We All Scream For New Orleans Ice Cream, Part One

Our favorite places in New Orleans to get ice cream, including Creole Creamery, Angelo Brocato and Sucre.

I make no secret of my devotion to ice cream. Indeed, my Twitter bio reads, “I will probably hug you when I meet you. If you have ice cream, I will hug you twice.” While choosing “favorites” is almost impossible for someone like me, I’ve whittled it down to the best ways to get your cold, clean ice cream fix during the dog days of August (and beyond!) in New Orleans.  Of course, because there’s just so much to say about NOLA ice cream options, I’m going to introduce you to three of my favorite straight-up ice cream places this week. Next time, I’ll highlight innovative New Orleans ice cream styles. So stay tuned and get thee to an ice creamery!

Creole Creamery

Creole Creamery‘s bustling stores Uptown on Prytania and out in Lakeview operate under the simple motto, “Eat ice cream.

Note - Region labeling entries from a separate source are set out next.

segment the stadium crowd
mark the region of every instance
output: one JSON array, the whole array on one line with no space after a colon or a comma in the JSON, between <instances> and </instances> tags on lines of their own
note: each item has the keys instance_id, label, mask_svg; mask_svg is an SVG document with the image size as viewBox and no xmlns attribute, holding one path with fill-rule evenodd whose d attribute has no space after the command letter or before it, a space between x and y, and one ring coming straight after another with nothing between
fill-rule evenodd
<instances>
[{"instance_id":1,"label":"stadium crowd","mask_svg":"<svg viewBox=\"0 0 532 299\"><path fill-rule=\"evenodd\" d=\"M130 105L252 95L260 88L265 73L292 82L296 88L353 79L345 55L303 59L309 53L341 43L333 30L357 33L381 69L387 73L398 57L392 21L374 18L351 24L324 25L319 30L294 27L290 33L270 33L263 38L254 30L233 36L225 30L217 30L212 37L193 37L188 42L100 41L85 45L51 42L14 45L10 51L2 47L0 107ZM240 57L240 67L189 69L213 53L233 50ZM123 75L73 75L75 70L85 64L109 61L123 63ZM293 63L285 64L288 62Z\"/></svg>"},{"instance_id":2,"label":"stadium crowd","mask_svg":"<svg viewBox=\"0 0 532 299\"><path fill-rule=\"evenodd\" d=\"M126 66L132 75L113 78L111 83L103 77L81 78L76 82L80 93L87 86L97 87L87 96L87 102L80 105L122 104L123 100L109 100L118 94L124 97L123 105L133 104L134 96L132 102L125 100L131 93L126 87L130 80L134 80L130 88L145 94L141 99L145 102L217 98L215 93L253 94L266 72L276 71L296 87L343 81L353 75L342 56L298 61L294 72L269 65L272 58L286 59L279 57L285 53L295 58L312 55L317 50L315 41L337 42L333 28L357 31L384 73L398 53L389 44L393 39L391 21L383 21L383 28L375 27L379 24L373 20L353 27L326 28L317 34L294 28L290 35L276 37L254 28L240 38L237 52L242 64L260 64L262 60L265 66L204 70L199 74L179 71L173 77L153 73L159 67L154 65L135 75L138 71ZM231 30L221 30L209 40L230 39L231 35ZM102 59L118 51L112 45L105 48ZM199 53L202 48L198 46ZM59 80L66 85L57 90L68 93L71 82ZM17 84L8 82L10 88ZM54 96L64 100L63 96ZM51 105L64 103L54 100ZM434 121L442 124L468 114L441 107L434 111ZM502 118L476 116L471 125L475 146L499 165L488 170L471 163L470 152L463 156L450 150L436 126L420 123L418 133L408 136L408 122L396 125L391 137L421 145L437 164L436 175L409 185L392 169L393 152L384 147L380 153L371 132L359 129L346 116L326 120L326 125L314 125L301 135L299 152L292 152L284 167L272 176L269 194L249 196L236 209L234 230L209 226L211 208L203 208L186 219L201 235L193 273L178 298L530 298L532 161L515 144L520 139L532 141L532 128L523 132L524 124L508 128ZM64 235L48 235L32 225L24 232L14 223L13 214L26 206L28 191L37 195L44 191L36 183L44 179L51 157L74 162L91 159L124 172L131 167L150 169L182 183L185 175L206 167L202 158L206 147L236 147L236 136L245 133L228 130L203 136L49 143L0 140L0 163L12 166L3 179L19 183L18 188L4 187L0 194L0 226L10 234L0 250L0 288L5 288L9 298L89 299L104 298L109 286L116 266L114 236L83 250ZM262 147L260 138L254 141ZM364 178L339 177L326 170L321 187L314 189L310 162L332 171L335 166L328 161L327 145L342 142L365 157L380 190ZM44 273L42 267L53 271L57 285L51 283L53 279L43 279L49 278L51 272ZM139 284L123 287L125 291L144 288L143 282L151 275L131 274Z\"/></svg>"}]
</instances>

Be happy.” (Stealing this would be a real possibility, if I were to consider a tattoo.)  Kids and adults alike pour over the freezers of flavors, which include an entire freezer devoted to shades of chocolate (some of my favorites: Mexican hot chocolate, chocolate peanut butter, chocolate amaretto cheesecake) plus rotating and standard flavors that shift with the seasons, both Mother Nature’s and mighty football’s. From lavender honey to red velvet, blueberry pie and Black & Gold. With a freezer full of intensely fruity sorbets, plus standards like vanilla, cookies n’ cream and mint chocolate chip, this is any ice cream lover’s playground.

Tip: Check out the four mini-scoop option, so you can choose as many flavors as possible!

Sucre

In the family of New Orleans’ ice creams, Creole Creamery and  Sucre are among the most debated. Like everything else culinary in New Orleans, people will amiably bicker for hours about which is “the best.”  The best way to figure it out? An ice cream tour of New Orleans, of course. While both are made daily and locally, and feature oodles of rotating flavors, Sucre’s “ice cream” is actually gelato or sorbeto. Rather than ice cream, it packs an incredibly smooth, dense flavor, with a lighter feel than Creole Creamery’s full dairy spread.

Tip: Equally popular at Sucre are their handmade sweets, including an entire section of handmade chocolates, multiple flavors of oh-so-airy-macaroons, and miniature desserts, like a recreation of s’mores in a baby skillet, and the divine strawberry shortcake that my best friend gets every time we go. Consider these extra treats icing on the ice cream, so to speak.

Angelo Brocato

Tradition lives and thrives in New Orleans. Tradition melts in the mouths of the thousands of visitors Angelo Brocato sees every year. If Sucre is polished, refined and dainty like, say, Audrey Hepburn eating tiny bites of gelato out of multicolored mini octagonal ice cream bowls, Angelo Brocato is the scrappy, outspoken Italian family like in a Scorsese film, minus all the violence. Italians in New Orleans have been getting their made-like-the-motherland Italian cookies, biscuits, and cannolli at Angelo Brocato for generations. The building’s facade needs no ornament to highlight what’s inside – dozens of different types of Italian specialties made from family recipes. But we’re talking about gelato here, and for that Angelo Brocato delivers. From standard flavors to Italian favorites, including stracciatella, baci, and a Sicilian pistachio which may or may not be responsible for my drastically-reduced savings account after I moved in around the corner.

Tip: Take the streetcar down Carrollton for a day in City Park, and pick up some Angelo Brocato as the perfect cool note at the end of a summer’s day.